More recent explanations of the Capgras delusion have tended to be based on a neurological disturbance within the face-recognition system. According to an established account of normal facial recognition, when presented with a familiar face, the brain's face-recognition unit triggers information stored in person identity nodes. In simple terms, this enables overt or conscious identification of the face. In addition, there exists a separate pathway connecting the ventral stream to the limbic system, particularly the amygdala. In the presence of familiar faces, heightened arousal occurs, as indicated by an increase in skin conductance response (SCR), also known as the galvanic skin response (GSR) or the psychogalvanic reflex (PGR). This is often interpreted as a measure of covert recognition. The mirror-image model proposes that Capgras patients have an intact overt recognition system but a dysfunctional covert system. In other words, the patient can identify a familiar face, but that recognition does not trigger heightened autonomic arousal, and there is no increase in SCR. As an aside, patients with prosopagnosia, who are unable to consciously recognize familiar faces, do show increased SCR when in the presence of familiar faces; they are believed to have a dysfunctional overt pathway and a functioning covert pathway, the reverse of the Capgras patient—hence, the “mirror-image model.”
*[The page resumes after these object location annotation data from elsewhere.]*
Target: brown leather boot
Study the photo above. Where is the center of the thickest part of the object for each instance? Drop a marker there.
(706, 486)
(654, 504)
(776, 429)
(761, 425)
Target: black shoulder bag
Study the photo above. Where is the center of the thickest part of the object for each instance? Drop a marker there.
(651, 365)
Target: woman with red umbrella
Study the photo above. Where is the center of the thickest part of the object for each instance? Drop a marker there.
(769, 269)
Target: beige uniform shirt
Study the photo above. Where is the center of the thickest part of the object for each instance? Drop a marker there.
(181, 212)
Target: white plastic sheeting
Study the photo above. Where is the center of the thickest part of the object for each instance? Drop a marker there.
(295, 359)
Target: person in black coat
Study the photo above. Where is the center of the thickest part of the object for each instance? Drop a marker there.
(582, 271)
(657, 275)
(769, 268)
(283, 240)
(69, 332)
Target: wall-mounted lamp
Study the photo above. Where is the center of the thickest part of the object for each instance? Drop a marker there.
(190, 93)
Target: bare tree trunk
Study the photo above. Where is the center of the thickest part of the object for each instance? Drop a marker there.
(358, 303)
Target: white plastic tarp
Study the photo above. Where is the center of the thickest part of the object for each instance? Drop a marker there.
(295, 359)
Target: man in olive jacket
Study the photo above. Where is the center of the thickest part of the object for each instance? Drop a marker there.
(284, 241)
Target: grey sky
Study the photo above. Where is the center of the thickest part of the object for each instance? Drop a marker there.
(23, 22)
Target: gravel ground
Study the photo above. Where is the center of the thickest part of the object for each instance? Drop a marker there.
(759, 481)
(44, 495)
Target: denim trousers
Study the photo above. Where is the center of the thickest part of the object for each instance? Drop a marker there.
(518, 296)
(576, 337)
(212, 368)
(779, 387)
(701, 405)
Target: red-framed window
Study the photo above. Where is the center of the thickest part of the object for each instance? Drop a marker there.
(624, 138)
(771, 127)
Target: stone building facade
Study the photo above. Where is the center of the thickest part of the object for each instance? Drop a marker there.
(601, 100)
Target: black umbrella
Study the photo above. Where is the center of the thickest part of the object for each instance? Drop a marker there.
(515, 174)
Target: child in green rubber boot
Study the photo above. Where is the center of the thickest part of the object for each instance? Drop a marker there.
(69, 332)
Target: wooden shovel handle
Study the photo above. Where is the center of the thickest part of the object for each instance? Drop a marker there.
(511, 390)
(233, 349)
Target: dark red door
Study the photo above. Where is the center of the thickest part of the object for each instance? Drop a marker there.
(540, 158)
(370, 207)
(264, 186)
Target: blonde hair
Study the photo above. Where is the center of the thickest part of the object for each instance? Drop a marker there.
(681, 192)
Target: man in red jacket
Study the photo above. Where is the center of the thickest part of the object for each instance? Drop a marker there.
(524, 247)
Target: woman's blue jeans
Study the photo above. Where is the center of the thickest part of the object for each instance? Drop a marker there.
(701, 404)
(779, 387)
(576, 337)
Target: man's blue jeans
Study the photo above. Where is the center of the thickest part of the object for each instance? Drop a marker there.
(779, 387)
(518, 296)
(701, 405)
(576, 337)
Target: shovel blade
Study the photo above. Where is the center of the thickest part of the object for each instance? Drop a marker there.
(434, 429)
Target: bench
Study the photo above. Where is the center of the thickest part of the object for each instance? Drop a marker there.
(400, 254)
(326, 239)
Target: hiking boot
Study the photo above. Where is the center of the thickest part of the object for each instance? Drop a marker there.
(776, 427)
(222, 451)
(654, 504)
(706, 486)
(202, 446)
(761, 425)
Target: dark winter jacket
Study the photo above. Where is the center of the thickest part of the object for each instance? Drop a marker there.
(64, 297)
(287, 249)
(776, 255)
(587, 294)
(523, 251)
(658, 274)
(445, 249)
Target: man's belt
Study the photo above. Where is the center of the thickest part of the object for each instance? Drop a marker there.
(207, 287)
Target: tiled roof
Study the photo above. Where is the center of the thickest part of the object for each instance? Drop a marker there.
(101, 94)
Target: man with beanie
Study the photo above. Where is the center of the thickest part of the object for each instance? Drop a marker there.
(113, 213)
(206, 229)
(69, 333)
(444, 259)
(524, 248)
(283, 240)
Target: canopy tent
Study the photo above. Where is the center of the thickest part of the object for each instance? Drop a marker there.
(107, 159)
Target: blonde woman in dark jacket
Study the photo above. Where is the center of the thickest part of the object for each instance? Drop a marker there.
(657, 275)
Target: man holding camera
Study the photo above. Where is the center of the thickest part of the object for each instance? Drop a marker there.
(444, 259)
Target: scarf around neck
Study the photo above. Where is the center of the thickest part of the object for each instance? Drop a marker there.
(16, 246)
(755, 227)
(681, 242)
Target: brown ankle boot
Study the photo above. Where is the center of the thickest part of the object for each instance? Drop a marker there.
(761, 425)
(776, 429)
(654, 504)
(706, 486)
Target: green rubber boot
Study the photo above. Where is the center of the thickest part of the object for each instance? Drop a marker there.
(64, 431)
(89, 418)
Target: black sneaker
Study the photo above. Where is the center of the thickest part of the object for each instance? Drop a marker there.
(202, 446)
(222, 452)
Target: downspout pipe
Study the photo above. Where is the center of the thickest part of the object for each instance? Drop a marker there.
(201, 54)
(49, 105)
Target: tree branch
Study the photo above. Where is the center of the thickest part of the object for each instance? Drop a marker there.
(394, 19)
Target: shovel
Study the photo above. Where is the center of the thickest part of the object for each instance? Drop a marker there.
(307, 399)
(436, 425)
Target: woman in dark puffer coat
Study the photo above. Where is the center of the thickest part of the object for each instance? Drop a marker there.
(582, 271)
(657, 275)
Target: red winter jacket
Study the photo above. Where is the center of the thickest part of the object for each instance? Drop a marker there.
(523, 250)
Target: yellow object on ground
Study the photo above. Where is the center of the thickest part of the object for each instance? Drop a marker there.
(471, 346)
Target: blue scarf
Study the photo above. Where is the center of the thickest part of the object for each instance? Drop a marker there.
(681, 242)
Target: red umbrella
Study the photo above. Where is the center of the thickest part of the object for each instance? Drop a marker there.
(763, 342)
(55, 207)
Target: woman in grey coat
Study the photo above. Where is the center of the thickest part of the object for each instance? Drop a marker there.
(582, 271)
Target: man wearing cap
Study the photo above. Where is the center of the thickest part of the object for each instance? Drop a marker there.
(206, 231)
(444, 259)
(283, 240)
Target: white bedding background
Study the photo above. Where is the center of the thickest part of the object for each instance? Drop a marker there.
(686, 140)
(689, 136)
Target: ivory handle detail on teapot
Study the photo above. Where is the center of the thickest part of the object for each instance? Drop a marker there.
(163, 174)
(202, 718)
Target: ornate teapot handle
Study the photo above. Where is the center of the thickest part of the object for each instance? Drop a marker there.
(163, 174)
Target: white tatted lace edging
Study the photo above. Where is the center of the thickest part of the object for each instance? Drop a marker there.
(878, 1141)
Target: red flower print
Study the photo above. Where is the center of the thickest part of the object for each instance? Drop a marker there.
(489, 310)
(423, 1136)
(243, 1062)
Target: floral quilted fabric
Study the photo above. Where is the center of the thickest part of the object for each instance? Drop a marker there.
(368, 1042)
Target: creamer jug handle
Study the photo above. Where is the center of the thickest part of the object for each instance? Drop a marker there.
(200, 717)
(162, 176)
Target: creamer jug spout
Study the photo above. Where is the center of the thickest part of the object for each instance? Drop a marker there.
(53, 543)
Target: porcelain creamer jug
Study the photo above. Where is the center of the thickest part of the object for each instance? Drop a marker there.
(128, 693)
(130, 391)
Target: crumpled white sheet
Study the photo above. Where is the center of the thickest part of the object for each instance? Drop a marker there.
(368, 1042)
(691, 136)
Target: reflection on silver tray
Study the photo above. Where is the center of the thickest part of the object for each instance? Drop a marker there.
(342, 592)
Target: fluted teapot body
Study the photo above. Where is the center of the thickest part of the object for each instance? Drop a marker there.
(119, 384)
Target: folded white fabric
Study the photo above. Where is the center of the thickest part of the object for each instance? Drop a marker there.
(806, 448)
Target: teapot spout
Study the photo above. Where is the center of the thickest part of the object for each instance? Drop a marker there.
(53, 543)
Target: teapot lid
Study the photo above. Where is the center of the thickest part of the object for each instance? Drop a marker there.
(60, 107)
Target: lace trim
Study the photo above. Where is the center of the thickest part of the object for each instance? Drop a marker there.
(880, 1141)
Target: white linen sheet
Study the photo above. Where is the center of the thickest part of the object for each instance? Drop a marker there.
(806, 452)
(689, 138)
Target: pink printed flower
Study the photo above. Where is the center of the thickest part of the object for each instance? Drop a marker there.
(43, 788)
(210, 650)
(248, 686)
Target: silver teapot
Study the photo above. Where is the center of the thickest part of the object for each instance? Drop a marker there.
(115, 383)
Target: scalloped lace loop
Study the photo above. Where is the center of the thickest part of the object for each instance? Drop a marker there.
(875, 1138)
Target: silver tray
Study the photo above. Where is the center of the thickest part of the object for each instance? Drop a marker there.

Contemporary accounts of the Capgras delusion tend to involve either one or two explanatory stages. One-stage models hold that the neurological disturbance, in the otherwise rational individual, results in an anomalous experience. In the presence of his or her spouse, for example, the patient feels that something is wrong, and this oddness is explained by forming the impostor belief. Two-stage models, in contrast, maintain that the anomalous experience is not sufficient to form the delusional belief and that there must also be a disruption in the patient's belief-evaluation system (or some other form of cognitive disruption, such as attributional bias). It is the combination of first-stage neurological disturbance and second-stage cognitive disruption that produces the impostor belief.
Treatment and Therapy
There is no single recognized treatment for the Capgras delusion. Treatment and therapy is often determined on an individual case-by-case basis. Case-study reports indicate the successful use of antipsychotic drugs (such as olanzapine, pimozode, and prophylaxis) or antidepressants (mirtazapine). Cognitive techniques such as reality testing may also prove successful. The Capgras delusion can also prove resistant to treatment.
Perspective and Prospects
Prior to the aforementioned one- and two-stage accounts and the mirror-image model, the psychoanalytic approach sought to explain the Capgras delusion in terms of splitting the significant other into real and false personae. The patient's act of splitting was said to be symptomatic of their ambivalence toward the significant other. The Capgras delusion was therefore seen as a way of resolving the love-hate conflict underlying this ambivalence. The son can direct hostile feelings toward his mother, for example, if he believes that she is really an impostor. He is thus free to express his aggression without experiencing any guilt.
This psychoanalytic approach has largely been discredited. Capgras delusion has thus been transformed from a psychoanalytic disorder of function, stemming from an unconscious conflict and a means of resolving it, to a neurocognitive disorder. More recent discussions on the delusional state have centered on the extent to which those processes that bring about the delusional belief occur subpersonally (below conscious awareness) and thus do not involve, or even require, anomalous patient experience.